Erasmus crédite neuf ans de continuité alors que les Springboks prennent l'avantage 2-1 sur les All Blacks
Rassie Erasmus affirme que la familiarité de longue date du groupe sud-africain leur donne un avantage sur les All Blacks encore en construction de Dave Rennie, après que les Springboks aient assuré une avance 2-1 dans la série des quatre tests du Greatest Rivalry.
Rassie Erasmus a mis en avant sept ans d’expérience partagée comme avantage clé des Springboks face à la Nouvelle-Zélande, s’exprimant après que l’Afrique du Sud se soit portée à 2-1 en tête dans la série du Greatest Rivalry et se soit garantie au minimum un match nul avec un test restant.
La victoire à Soweto signifie que les Springboks ne peuvent pas perdre la série, bien qu’Erasmus ait tenu à souligner que le travail n’est pas terminé. Le quatrième test à Baltimore déterminera si l’Afrique du Sud remporte ou partage la série.
« Ils peuvent la faire match nul à Baltimore, et évidemment nous sommes heureux ce soir », a déclaré Erasmus après le match. « Certaines personnes dans les médias, ou même certaines personnes, ont dit à haute voix que c’était la série, la partie en Afrique du Sud, mais c’est une série de quatre tests. »

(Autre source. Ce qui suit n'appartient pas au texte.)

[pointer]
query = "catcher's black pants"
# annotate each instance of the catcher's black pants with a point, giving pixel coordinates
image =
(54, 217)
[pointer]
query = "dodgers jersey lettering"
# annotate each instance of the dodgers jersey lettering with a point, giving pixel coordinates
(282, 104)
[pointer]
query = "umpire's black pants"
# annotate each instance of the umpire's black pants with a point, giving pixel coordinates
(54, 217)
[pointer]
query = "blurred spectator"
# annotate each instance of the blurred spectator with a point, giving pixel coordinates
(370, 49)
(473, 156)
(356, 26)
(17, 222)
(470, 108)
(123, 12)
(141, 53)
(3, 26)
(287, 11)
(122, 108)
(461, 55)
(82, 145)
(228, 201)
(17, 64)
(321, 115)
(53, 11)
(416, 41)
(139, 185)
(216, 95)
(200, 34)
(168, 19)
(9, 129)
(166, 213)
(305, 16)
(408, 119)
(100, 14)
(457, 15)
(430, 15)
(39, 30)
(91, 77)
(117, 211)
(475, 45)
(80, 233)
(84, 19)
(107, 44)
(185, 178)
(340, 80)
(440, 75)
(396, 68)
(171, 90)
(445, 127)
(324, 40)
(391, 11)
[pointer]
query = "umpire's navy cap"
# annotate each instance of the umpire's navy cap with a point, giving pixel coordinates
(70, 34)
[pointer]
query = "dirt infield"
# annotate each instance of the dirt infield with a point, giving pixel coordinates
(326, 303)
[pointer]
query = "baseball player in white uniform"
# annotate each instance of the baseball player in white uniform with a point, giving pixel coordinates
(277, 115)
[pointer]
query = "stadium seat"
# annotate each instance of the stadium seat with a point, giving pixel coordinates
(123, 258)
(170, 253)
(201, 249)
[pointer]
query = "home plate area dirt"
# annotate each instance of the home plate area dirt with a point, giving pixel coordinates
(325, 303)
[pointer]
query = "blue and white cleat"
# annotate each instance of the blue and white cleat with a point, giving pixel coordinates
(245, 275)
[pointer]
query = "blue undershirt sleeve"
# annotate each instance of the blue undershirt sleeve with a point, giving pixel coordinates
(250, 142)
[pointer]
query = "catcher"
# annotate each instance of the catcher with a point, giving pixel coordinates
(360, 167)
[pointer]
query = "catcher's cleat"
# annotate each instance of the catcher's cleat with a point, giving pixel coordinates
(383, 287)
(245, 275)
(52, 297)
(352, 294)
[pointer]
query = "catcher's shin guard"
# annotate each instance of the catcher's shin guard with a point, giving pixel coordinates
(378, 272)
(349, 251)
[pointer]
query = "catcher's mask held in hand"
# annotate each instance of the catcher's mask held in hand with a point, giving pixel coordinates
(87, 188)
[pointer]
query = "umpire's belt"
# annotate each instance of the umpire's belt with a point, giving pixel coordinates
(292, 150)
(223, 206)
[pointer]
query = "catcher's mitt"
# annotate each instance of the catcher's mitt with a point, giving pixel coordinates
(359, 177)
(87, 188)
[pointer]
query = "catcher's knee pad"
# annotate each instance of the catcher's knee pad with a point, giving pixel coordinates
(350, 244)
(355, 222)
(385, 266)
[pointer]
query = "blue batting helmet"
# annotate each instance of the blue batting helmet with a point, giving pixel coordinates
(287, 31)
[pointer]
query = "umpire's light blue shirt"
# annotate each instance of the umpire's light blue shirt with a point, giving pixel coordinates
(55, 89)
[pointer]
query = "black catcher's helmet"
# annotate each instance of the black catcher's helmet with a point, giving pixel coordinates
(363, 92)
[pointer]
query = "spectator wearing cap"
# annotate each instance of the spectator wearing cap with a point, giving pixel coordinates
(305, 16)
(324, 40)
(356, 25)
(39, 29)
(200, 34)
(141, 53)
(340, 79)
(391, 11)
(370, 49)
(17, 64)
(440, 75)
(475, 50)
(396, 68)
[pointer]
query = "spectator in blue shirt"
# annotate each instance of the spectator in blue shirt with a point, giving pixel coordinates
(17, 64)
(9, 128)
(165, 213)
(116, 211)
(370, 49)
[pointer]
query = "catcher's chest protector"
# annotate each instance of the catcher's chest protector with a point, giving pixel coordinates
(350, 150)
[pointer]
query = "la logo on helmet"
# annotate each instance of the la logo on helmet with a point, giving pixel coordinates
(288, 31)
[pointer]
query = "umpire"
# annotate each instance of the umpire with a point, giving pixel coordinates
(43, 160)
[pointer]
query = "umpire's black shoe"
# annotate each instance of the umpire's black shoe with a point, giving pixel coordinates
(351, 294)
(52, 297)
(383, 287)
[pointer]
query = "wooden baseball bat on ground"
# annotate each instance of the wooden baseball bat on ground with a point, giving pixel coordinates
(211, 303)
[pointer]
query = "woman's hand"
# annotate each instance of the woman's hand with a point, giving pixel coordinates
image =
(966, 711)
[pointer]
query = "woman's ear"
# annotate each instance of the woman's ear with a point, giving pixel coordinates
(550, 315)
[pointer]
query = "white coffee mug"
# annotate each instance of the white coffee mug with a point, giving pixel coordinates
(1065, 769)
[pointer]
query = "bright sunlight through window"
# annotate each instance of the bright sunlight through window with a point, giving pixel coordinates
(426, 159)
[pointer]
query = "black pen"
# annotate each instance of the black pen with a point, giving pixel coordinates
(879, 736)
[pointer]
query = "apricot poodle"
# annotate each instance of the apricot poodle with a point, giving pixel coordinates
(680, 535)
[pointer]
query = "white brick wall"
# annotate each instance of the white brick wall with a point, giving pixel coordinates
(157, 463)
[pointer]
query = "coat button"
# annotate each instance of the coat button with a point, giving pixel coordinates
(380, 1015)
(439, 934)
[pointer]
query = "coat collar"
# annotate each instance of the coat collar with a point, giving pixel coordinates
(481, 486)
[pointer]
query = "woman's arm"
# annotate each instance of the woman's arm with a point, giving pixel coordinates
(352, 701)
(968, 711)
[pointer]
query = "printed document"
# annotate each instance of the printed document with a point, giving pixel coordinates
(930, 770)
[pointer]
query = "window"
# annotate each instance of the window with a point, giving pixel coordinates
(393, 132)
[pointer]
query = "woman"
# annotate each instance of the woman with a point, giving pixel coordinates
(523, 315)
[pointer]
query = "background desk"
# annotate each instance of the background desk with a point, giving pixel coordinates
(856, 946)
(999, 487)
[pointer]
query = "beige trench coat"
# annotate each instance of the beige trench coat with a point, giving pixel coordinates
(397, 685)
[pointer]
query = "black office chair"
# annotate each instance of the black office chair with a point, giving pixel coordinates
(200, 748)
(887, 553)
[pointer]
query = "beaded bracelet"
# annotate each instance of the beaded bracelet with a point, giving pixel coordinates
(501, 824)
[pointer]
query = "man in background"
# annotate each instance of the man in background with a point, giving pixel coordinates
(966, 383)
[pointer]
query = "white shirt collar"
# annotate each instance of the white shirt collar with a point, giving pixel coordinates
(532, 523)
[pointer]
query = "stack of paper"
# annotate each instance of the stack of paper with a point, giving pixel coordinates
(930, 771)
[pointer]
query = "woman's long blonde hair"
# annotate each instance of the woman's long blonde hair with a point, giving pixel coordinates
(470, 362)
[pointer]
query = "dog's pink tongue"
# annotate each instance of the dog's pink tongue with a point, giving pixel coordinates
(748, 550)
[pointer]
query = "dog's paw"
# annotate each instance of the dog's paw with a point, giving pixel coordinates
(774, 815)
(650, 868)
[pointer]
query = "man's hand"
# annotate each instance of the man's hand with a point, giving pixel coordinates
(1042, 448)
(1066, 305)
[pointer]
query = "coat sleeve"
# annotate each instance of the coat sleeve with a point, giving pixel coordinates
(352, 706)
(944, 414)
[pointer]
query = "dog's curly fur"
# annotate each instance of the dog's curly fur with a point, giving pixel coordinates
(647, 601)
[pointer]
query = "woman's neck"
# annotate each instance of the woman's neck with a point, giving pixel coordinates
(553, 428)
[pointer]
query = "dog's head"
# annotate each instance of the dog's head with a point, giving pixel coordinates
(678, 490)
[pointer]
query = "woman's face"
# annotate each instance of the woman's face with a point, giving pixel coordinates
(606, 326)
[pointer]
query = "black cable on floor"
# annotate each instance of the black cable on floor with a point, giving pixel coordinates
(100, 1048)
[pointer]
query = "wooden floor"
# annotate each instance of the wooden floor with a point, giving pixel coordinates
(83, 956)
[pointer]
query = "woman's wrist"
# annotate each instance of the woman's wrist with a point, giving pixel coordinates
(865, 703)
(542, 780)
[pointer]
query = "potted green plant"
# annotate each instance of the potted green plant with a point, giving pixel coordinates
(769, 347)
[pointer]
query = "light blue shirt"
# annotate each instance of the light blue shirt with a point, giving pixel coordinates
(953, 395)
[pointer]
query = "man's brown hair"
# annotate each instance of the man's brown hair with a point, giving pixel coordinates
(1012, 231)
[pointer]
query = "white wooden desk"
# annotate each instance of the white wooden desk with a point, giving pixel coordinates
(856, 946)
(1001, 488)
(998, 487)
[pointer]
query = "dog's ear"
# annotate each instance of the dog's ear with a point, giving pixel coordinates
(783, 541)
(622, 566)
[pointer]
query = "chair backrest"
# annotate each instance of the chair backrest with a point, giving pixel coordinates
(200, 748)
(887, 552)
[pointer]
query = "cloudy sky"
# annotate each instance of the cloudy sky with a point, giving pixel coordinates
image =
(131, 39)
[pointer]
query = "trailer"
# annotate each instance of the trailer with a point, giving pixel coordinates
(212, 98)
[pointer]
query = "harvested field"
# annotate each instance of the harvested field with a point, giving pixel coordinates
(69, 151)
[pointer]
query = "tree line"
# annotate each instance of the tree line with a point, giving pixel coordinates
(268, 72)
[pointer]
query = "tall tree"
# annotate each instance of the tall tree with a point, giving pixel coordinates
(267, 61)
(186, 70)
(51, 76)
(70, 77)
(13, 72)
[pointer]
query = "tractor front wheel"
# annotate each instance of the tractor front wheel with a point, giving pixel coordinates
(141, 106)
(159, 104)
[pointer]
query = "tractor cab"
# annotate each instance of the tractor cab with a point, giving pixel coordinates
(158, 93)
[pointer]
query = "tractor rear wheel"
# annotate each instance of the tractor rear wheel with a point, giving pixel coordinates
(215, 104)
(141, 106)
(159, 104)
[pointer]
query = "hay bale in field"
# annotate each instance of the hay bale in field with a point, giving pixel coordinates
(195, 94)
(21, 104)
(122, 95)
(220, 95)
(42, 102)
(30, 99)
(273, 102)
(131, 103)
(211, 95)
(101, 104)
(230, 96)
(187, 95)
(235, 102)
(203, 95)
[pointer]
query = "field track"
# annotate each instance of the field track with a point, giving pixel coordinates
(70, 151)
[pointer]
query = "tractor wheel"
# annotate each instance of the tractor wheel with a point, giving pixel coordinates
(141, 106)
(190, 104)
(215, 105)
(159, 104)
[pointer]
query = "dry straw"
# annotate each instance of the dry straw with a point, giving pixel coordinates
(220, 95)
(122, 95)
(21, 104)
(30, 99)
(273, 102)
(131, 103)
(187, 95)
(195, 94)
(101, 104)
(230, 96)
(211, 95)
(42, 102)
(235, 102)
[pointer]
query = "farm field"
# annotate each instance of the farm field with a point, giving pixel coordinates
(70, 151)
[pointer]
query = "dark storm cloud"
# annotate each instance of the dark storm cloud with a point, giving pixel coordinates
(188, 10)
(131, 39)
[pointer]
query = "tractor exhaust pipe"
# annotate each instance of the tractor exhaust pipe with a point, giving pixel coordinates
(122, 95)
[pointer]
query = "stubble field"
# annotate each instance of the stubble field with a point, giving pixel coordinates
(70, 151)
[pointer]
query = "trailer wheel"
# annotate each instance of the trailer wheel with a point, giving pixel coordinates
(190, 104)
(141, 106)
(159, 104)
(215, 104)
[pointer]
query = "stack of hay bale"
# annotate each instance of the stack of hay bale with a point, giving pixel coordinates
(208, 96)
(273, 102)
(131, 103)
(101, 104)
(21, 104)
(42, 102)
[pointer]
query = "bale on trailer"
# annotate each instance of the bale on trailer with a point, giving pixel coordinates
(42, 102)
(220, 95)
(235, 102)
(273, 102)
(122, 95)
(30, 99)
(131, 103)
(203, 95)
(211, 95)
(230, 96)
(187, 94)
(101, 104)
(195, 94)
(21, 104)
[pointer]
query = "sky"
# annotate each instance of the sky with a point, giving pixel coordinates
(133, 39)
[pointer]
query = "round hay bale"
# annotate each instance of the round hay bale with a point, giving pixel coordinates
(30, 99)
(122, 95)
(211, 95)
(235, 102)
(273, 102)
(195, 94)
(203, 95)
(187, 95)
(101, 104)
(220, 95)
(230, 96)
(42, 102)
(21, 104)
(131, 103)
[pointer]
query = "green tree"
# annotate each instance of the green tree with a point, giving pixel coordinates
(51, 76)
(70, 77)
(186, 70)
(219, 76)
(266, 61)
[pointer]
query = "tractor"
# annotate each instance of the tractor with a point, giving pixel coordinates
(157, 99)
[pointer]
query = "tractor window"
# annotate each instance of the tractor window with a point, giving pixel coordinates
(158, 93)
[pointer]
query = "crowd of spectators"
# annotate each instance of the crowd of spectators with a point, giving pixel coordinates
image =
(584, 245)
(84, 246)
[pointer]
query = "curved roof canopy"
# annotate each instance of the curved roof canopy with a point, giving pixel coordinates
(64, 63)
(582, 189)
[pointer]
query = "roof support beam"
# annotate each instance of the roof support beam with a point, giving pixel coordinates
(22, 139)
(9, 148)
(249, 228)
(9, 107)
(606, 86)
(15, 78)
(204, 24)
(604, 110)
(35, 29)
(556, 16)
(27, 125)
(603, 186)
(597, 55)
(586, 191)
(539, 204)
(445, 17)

Erasmus a également rejeté l’idée que les All Blacks aient été surclassés tout au long de la série. « Je sais qu’ils nous ont écrasés au premier, mais j’ai pensé que le score était un peu faussé. Nous avons été beaucoup plus présents dans ce match que je ne pense que la plupart des gens le pensent. Et puis le week-end dernier, à la dernière action, ils auraient pu le faire match nul. »
L’entraîneur des Springboks a reconnu que l’équipe de Dave Rennie — invaincue avant cette série — est un adversaire redoutable qui trouve encore sa forme sous un nouvel entraîneur. « Ils sont arrivés avec un bilan de 100 pour cent de victoires, et ils jouent un style difficile à défendre », a-t-il déclaré. « Mais s’il vous plaît, ne voyez pas cela comme de la vantardise — nous sommes ensemble depuis 2018. Ils n’ont pas encore ce luxe parce qu’il construit une équipe, et je sais ce que cela fait en 2018 quand j’ai eu l’équipe 18 mois avant une Coupe du Monde. »
Erasmus a estimé que Rennie n’a dirigé que huit ou neuf tests jusqu’à présent, contrastant cela avec sa propre continuité de près d’une décennie avec le groupe actuel des Springboks. « Je connais ces joueurs à fond; ils me connaissent », a-t-il dit. « Nous avons le luxe de nous connaître depuis neuf ans à travers des moments difficiles. »
L’entraîneur a également décrit une préparation émotionnelle au test de Soweto, révélant qu’il avait été ému par les préoccupations selon lesquelles les supporters locaux pourraient ne pas pouvoir se permettre les billets. « J’ai été incroyablement émotif aujourd’hui parce que je voulais que nous venions à Soweto et que nous le fassions pour le peuple sud-africain », a-t-il déclaré.